Loisirs
Pratique d’une activité artistique
| 60% des personnes interrogées déclarent pratiquer une activité artistique | 40% des personnes interrogées déclare ne pratiquer aucune activité artistique |
| Les 3 activités les plus pratiquées * : - lecture-écriture : 45 % - activités multimedia : 30 % - musique : 23 % * Plusieurs réponses possibles | Les activités souhaitées * : - aucune : 29 % - musique : 23 % - activités multimedia : 16 % * Plusieurs réponses possibles |
| Lieux de pratique - à domicile ou sur lieu de vie : 56 % - structure pour personnes handicapées : 32 % - structure tout public : 8 % | Les difficultés de pratique * : - impossibilité liée au handicap : 24 % - lieux de pratique difficiles d’accès : 24 % * Plusieurs réponses possibles |
Les deux activités artistiques les plus fréquemment citées (lecture/écriture et activités multimedia) sont marquées par l’isolement, contrairement à d’autres activités se déroulant dans un contexte collectif (musique & chant, théâtre). Le fait que la majorité des personnes handicapées pratiquant une activité artistique privilégie leur domicile comme lieu de pratique contribue encore à renforcer cet isolement. Lorsque les activités artistiques ne sont pas pratiquées à domicile, elles se déroulent le plus souvent dans des structures pour personnes handicapées, très marginalement dans des structures tout public. En effet, une grande partie des activités de loisirs proposées par les associations de personnes handicapées ont lieu dans les locaux associatifs. Les grandes associations gérant des établissements pour personnes handicapées ont aussi tendance à décliner la majorité de leurs loisirs en interne, ce qui freine l’intégration sociale de leurs usagers. Au contraire, pratiquer des activités de façon mixte, en faisant cohabiter personnes valides et personnes handicapées, n’est pas forcément une pratique répandue. Ainsi, les activités artistiques pratiquées par les personnes handicapées ne favorisent pas leur intégration sociale, que ce soit dans le choix de l’activité ou dans le lieu de pratique.
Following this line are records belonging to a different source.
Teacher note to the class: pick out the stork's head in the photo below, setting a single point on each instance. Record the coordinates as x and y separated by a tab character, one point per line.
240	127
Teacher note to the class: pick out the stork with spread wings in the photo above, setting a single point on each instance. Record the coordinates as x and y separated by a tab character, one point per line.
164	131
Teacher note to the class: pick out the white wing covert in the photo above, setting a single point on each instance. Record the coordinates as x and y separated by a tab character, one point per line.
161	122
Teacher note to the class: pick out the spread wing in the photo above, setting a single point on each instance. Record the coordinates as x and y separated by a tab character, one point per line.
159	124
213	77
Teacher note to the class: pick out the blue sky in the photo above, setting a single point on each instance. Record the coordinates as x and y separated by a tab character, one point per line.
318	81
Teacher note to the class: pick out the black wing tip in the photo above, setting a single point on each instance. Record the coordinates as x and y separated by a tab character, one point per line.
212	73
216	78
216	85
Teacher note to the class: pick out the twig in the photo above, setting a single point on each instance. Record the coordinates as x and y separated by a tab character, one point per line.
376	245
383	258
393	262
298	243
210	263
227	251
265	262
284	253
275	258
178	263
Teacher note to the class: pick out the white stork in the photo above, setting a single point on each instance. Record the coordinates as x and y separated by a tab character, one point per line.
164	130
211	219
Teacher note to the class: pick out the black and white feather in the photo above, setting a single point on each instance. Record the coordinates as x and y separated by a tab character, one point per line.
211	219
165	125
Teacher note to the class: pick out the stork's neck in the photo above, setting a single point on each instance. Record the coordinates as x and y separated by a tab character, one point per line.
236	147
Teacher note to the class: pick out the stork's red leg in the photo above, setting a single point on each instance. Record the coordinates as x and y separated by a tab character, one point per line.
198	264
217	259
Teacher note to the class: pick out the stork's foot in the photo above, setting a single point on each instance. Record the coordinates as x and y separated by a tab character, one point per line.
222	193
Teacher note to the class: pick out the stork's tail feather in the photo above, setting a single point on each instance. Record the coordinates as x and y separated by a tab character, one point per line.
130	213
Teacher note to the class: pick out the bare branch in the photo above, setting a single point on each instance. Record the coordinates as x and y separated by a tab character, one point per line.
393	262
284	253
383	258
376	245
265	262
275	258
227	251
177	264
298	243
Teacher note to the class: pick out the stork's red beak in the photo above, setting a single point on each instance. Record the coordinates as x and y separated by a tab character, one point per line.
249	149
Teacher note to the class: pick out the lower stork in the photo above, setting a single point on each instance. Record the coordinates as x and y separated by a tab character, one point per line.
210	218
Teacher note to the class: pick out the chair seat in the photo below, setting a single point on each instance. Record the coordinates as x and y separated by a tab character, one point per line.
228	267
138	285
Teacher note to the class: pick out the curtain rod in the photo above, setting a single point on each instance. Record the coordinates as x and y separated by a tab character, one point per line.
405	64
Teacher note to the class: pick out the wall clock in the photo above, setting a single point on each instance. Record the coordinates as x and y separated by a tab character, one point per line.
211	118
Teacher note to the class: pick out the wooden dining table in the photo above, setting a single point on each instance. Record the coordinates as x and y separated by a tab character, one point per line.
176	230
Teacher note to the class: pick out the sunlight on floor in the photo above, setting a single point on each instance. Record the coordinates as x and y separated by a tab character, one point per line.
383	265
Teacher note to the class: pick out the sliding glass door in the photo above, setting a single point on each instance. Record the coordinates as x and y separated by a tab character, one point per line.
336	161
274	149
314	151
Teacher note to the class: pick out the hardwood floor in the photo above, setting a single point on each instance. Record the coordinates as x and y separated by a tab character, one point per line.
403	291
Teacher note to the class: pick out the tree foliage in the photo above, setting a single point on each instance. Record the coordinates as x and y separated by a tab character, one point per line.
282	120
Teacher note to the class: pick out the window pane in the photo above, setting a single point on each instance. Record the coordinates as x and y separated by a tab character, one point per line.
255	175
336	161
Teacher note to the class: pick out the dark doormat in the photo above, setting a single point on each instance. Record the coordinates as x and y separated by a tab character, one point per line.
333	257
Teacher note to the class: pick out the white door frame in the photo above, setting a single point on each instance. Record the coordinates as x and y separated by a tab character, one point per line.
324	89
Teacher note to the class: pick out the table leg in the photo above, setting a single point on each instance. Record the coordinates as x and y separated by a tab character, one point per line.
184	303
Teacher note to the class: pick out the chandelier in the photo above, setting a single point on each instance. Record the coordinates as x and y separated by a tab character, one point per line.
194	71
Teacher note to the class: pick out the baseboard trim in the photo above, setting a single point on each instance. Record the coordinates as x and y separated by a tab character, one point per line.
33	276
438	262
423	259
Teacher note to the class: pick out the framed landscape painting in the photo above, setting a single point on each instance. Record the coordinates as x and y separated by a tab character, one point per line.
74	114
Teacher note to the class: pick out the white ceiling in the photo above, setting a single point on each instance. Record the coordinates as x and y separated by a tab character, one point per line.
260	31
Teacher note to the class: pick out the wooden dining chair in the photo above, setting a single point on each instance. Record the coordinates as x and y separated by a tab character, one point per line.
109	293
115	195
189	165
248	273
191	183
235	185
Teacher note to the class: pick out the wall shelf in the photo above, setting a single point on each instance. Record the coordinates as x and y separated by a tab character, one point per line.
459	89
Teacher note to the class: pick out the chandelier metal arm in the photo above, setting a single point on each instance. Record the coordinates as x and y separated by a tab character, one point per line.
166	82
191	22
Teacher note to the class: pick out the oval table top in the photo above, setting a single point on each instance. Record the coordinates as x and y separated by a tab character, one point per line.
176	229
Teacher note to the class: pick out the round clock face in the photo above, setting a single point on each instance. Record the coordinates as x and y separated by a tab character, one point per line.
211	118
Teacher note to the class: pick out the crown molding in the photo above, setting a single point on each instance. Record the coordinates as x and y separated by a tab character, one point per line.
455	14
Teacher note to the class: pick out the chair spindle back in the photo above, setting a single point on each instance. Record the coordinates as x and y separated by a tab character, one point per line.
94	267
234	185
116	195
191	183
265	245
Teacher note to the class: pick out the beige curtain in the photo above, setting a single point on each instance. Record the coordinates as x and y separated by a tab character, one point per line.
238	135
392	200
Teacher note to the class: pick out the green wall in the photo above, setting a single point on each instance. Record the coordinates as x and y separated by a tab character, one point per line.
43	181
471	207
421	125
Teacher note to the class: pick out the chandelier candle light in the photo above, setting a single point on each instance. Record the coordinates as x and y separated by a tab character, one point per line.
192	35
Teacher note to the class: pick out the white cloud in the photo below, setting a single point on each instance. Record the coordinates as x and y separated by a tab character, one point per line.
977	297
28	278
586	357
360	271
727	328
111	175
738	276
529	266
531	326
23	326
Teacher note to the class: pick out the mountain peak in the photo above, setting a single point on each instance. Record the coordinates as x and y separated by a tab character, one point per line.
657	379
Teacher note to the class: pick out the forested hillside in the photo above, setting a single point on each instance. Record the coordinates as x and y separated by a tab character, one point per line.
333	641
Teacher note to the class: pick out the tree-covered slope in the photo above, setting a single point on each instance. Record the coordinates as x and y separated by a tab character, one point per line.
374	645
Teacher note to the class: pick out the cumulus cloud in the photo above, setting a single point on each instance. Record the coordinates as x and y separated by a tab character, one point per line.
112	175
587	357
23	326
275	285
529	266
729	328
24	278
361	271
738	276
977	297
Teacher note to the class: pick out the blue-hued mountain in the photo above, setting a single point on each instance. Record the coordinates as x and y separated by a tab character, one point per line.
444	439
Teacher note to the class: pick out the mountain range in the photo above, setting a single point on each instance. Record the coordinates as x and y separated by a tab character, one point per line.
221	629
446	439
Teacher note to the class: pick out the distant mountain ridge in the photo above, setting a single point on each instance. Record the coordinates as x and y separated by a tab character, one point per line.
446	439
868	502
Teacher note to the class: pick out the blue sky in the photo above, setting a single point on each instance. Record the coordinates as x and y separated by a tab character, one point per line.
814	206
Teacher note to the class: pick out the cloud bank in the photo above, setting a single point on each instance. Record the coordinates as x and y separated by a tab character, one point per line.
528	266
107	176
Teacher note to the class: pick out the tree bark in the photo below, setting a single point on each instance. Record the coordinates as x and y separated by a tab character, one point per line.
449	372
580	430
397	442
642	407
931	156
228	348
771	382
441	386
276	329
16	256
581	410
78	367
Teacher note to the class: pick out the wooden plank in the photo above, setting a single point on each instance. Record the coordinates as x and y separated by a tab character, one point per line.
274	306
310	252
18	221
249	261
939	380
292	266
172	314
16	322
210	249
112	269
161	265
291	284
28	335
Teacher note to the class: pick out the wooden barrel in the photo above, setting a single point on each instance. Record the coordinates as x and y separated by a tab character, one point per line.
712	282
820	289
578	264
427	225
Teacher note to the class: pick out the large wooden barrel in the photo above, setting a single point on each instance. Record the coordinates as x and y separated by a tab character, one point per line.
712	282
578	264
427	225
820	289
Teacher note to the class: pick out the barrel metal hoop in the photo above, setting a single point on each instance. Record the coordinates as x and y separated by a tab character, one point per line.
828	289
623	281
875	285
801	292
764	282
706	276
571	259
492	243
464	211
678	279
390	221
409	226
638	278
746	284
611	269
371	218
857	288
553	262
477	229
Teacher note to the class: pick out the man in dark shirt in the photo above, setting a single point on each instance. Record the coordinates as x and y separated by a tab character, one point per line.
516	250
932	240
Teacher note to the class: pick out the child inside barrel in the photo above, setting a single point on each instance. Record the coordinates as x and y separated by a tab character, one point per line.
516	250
Les difficultés invoquées par les personnes ne pratiquant aucune activité (lieux difficiles d’accès et difficultés liés au handicap) peuvent être interprétées comme résultant d’une inadéquation entre les lieux de pratique et les incapacités dues au handicap. Cette inadéquation pouvant entraîner une démotivation qui expliquerait que près d’un tiers des personnes déclare ne souhaiter pratiquer aucune activité artistique.
Fréquentation de lieux culturels et de loisirs
| 82% des personnes interrogées déclarent fréquenter des lieux culturels et/ou de loisirs | 18% des personnes interrogées déclarent ne fréquenter aucun lieu culturel et/ou de loisirs |
| Les 3 lieux les plus fréquentés * : - cinéma : 78 % - piscine : 42 % - bibliothèque : 44 % * Total supérieur à 100. Plusieurs réponses possibles | Les lieux souhaités * : - cinéma : 40% - théâtre : 40% - bibliothèque : 40 % * Total supérieur à 100. Plusieurs réponses possibles |
| L’accompagnement lors des sorties : - famille ou amis : 61 % - structure pour personnes handicapées : 29 % - seuls : 4 % | Les difficultés de fréquentation : - difficultés financières : 33 % - difficultés d’accès : 27 % - absence d’accompagnement : 13 % |
Une grande majorité des personnes handicapées interrogées fréquentent des lieux culturels et de loisirs. Les cinémas, les loisirs aquatiques (piscine, mer, plan-d’eau) et les bibliothèques sont les loisirs les plus fréquemment cités. Voyons de plus près ce que recouvrent ces données. Les cinémas ont une obligation légale d’accessibilité aux fauteuils roulants (les dispositifs pour pallier aux handicaps sensoriels sont beaucoup plus rares). Pourtant, cette obligation n’est que partiellement respectée. En effet, s’il est possible d’accéder en fauteuil roulant à une salle de projection dans 41 % des cinémas de la région PACA, seuls 34 % proposent aussi des emplacements réservés pour personnes en fauteuil roulant dans leurs salles et seulement 17 % offrent également des toilettes accessibles ( [1]).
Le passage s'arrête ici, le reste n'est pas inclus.